More than $750,000 in grants generated in October
Dec. 8, 2000
KALAMAZOO -- Western Michigan University received more than three-quarters of a million dollars in grants for the month of October, according to a report presented to the University's Board of Trustees at its Dec. 8 meeting.
A total of $758,629 in grant funding was received, bringing the total of grants received by the University since the July 1 start of the fiscal year to $5,213,997.
The largest grant received during October was $210,710 from the U.S. Department of Health and Human Services to supplement the University's efforts to encourage minorities to pursue education and careers in biomedical sciences. Dr. Gyula Ficsor, professor of biological sciences, and Dr. Leonard Ginsberg, associate dean of the College of Arts and Sciences, received the funding to continue the "Bridges to Baccalaureate" program established in 1999.
Several other grants were received to supplement or continue existing programs or projects. They including the following.

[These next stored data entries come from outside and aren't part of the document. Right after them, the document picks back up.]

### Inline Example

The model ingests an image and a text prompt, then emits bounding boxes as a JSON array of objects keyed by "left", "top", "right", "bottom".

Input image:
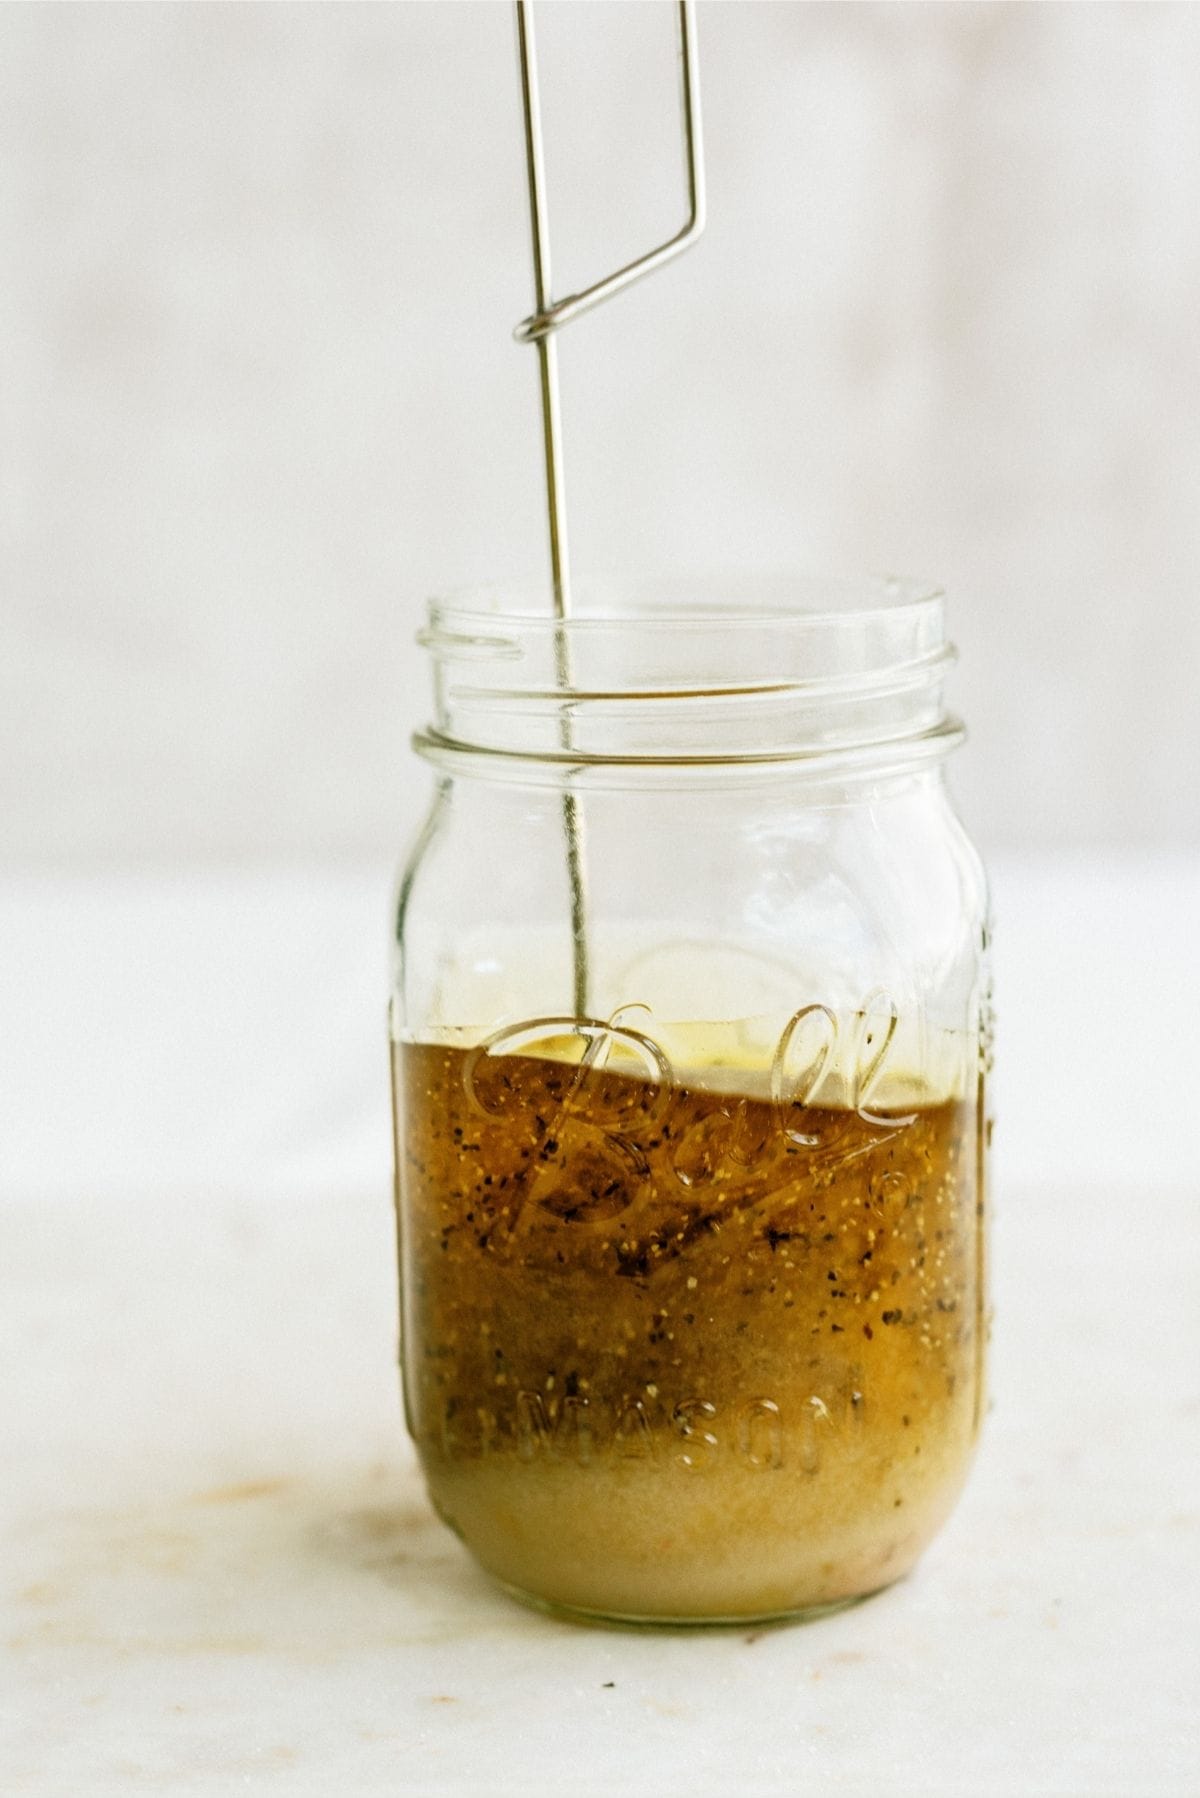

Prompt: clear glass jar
[{"left": 390, "top": 575, "right": 991, "bottom": 1626}]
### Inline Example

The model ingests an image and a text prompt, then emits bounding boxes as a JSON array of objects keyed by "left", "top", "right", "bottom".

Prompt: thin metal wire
[
  {"left": 515, "top": 0, "right": 588, "bottom": 1017},
  {"left": 514, "top": 0, "right": 705, "bottom": 1018},
  {"left": 515, "top": 1, "right": 706, "bottom": 346},
  {"left": 515, "top": 0, "right": 571, "bottom": 612}
]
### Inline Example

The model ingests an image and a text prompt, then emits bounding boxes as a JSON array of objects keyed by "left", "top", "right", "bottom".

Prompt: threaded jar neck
[{"left": 414, "top": 575, "right": 963, "bottom": 785}]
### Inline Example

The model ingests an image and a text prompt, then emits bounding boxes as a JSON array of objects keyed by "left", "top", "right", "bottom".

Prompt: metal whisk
[{"left": 514, "top": 0, "right": 706, "bottom": 1018}]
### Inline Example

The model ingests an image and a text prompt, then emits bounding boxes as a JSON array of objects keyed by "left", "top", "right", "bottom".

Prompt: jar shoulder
[{"left": 393, "top": 776, "right": 989, "bottom": 1038}]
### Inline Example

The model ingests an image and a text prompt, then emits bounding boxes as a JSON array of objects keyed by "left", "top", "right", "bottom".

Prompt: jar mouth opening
[
  {"left": 415, "top": 572, "right": 957, "bottom": 772},
  {"left": 423, "top": 571, "right": 944, "bottom": 635}
]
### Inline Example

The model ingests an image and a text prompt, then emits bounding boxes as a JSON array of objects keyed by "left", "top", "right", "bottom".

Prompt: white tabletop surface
[{"left": 3, "top": 858, "right": 1199, "bottom": 1796}]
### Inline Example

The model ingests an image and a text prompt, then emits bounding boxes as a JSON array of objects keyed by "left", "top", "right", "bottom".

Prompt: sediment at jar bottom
[
  {"left": 393, "top": 1036, "right": 985, "bottom": 1623},
  {"left": 425, "top": 1423, "right": 975, "bottom": 1621}
]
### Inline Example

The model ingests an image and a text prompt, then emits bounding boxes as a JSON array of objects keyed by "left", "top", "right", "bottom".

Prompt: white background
[
  {"left": 4, "top": 10, "right": 1199, "bottom": 1792},
  {"left": 5, "top": 0, "right": 1200, "bottom": 865}
]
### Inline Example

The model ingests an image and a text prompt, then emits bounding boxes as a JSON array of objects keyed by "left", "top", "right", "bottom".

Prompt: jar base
[{"left": 491, "top": 1573, "right": 900, "bottom": 1631}]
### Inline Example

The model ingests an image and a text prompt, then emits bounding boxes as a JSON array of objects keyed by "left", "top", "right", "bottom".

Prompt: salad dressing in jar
[{"left": 390, "top": 577, "right": 991, "bottom": 1624}]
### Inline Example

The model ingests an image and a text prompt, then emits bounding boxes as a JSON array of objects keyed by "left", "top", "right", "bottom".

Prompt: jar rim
[
  {"left": 412, "top": 717, "right": 966, "bottom": 787},
  {"left": 414, "top": 571, "right": 959, "bottom": 775},
  {"left": 423, "top": 571, "right": 944, "bottom": 635}
]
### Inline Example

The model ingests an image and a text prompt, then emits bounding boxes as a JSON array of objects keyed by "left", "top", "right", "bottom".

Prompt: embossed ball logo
[{"left": 462, "top": 993, "right": 916, "bottom": 1229}]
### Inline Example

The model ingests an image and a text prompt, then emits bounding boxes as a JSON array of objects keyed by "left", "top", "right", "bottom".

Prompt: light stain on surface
[{"left": 191, "top": 1478, "right": 292, "bottom": 1506}]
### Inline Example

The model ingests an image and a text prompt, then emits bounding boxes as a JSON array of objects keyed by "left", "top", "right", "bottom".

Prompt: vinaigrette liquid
[{"left": 393, "top": 1034, "right": 985, "bottom": 1622}]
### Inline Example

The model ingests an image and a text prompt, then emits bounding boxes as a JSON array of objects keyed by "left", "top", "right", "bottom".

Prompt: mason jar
[{"left": 390, "top": 575, "right": 991, "bottom": 1626}]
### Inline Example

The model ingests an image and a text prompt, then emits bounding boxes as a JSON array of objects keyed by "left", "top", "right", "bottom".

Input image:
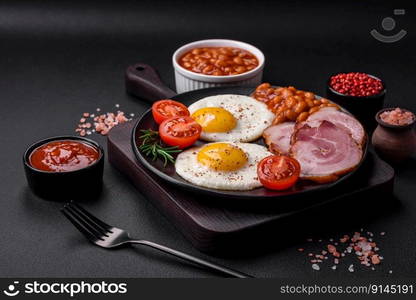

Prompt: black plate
[{"left": 132, "top": 86, "right": 367, "bottom": 200}]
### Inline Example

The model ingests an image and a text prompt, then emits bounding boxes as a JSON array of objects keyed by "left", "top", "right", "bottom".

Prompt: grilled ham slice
[
  {"left": 305, "top": 107, "right": 365, "bottom": 146},
  {"left": 263, "top": 122, "right": 295, "bottom": 155},
  {"left": 290, "top": 120, "right": 363, "bottom": 183}
]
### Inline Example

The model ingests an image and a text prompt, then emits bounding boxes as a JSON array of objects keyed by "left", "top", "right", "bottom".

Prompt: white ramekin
[{"left": 172, "top": 39, "right": 265, "bottom": 93}]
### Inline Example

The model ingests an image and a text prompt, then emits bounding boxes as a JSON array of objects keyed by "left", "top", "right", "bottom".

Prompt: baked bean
[
  {"left": 309, "top": 106, "right": 320, "bottom": 114},
  {"left": 278, "top": 104, "right": 288, "bottom": 112},
  {"left": 273, "top": 113, "right": 286, "bottom": 124},
  {"left": 179, "top": 47, "right": 258, "bottom": 76},
  {"left": 297, "top": 112, "right": 309, "bottom": 122},
  {"left": 285, "top": 96, "right": 297, "bottom": 108},
  {"left": 284, "top": 109, "right": 298, "bottom": 121},
  {"left": 215, "top": 60, "right": 228, "bottom": 67},
  {"left": 326, "top": 103, "right": 339, "bottom": 108},
  {"left": 203, "top": 65, "right": 214, "bottom": 73},
  {"left": 191, "top": 49, "right": 202, "bottom": 55},
  {"left": 306, "top": 99, "right": 315, "bottom": 108},
  {"left": 320, "top": 98, "right": 329, "bottom": 104},
  {"left": 218, "top": 54, "right": 228, "bottom": 61},
  {"left": 233, "top": 56, "right": 244, "bottom": 65},
  {"left": 313, "top": 100, "right": 321, "bottom": 106},
  {"left": 304, "top": 92, "right": 315, "bottom": 99},
  {"left": 272, "top": 95, "right": 283, "bottom": 104},
  {"left": 281, "top": 89, "right": 294, "bottom": 98},
  {"left": 235, "top": 66, "right": 247, "bottom": 73},
  {"left": 219, "top": 47, "right": 233, "bottom": 56},
  {"left": 294, "top": 101, "right": 307, "bottom": 114},
  {"left": 266, "top": 88, "right": 275, "bottom": 96},
  {"left": 257, "top": 83, "right": 270, "bottom": 90}
]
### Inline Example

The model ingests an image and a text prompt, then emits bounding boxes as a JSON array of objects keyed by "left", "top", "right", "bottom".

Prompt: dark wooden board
[{"left": 107, "top": 121, "right": 395, "bottom": 254}]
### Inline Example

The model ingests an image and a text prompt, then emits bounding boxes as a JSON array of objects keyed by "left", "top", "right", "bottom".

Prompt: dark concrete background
[{"left": 0, "top": 0, "right": 414, "bottom": 278}]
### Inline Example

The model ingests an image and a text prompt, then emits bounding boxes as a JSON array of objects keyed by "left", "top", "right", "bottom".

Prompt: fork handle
[{"left": 129, "top": 240, "right": 253, "bottom": 278}]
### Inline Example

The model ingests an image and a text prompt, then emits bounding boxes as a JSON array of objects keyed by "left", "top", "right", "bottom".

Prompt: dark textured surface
[{"left": 0, "top": 0, "right": 415, "bottom": 278}]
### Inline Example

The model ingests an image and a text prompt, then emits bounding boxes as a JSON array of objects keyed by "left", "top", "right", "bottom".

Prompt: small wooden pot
[{"left": 372, "top": 108, "right": 416, "bottom": 163}]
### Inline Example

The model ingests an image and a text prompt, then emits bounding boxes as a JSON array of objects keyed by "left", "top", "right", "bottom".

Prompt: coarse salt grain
[
  {"left": 371, "top": 255, "right": 381, "bottom": 265},
  {"left": 312, "top": 264, "right": 320, "bottom": 271},
  {"left": 348, "top": 264, "right": 354, "bottom": 272}
]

A $89,797 Environmental Protection Agency grant to Dr. Jay C. Means, chairperson of the Department of Chemistry, will be used to examine the effects of chemical pollutants on organisms.
A U.S. Department of Education grant for $85,600 to Lynn Lee, director of the Upward Board Program, will support that pre-college program, now in its 35th year at WMU. The program provides academic, social and cultural support to students from disadvantaged families to help them prepare for success in college.
An award of $64,900 from the Michigan Department of Community Health to Carol Sundberg, director of the Center for Disability Services, will be used to continue that program's efforts to develop alternative programs for adults with severe disabilities who are now in segregated day activities.
A number of new grants were also received during this period, including a $53,700 Michigan Department of Education grant awarded to Dr. M. Arthur Garmon, assistant professor of teaching, learning and leadership, to increase the number of minority students, especially males, enrolling in and graduating from WMU's teacher education program.